Bradbury himself didn't trust machines one bit—he never had a driver's license or ATM card, and he did his writing with a pen and paper. He called the Internet "a scam" cooked up by computer companies. But he did very much trust in the power of human relationships and storytelling. When you hold your copy of Dandelion Wine in your hands, you're not just holding Bradbury's nostalgia trip, you're holding the closest thing to a time machine he could give you.

When Doug and Tom hypothesize in Chapter 34 that the animatronic Tarot Witch is in fact a real person trapped in wax, it's not too much of a stretch to imagine Bradbury foreseeing and fearing cyborgs, artificial intelligence, or ASIMO walking up stairs at the Honda plant. And when Leo Auffmann builds the Happiness Machine, that's Bradbury predicting virtual reality, YouTube, and smartphones.

While the characters in Dandelion Wine are time-traveling with Colonel Freeleigh, via his stories about the death of "Oriental magician" Ching Ling Soo (17.27) or watching buffalo stampede with Pawnee Bill (17.40), we readers are time-traveling with the author, who has a very definite point to make: Real social networking happens on our porches, face-to-face.

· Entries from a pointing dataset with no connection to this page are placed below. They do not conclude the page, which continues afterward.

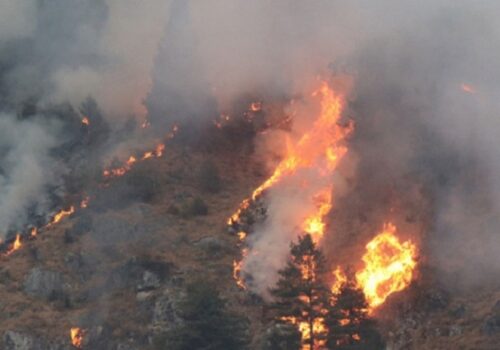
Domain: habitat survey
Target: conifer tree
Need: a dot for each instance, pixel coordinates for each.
(348, 322)
(300, 297)
(206, 323)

Bradbury's adamant about the fact that technology will never replace human interaction, and that attempting to use it as a substitute is detrimental to our health. When Leo Auffmann ignores his family because he's so obsessed with building the Happiness Machine, his wife Lena says:

"He hasn't talked to his children in two weeks, they are nervous, they fight, listen! His wife is nervous, she's gained ten pounds, she'll need new clothes, look! Sure—the machine is ready. But happy? Who can say?" (13.21)

The Happiness Machine turns out to be a bust technologically (it bursts into flames), which fits with Bradbury's message of machines as limited. Lena reminds Leo that his family is where it's really at anyway, saying, "You want to see the real Happiness Machine? […] The one they patented a couple thousand years ago, it still runs, not good, all the time, no! but it runs. It's been here all along" (13.129)—referring, of course, to their family.

Later that night, when Doug, Tom, and Grandfather walk by his house and see Leo inside having dinner with his kids, they take note of the fact that he finally got it right. Machines may be dazzling and promise ease, but they always get out of hand in Dandelion Wine, and when they do, the people who use them eventually return to, well, their people.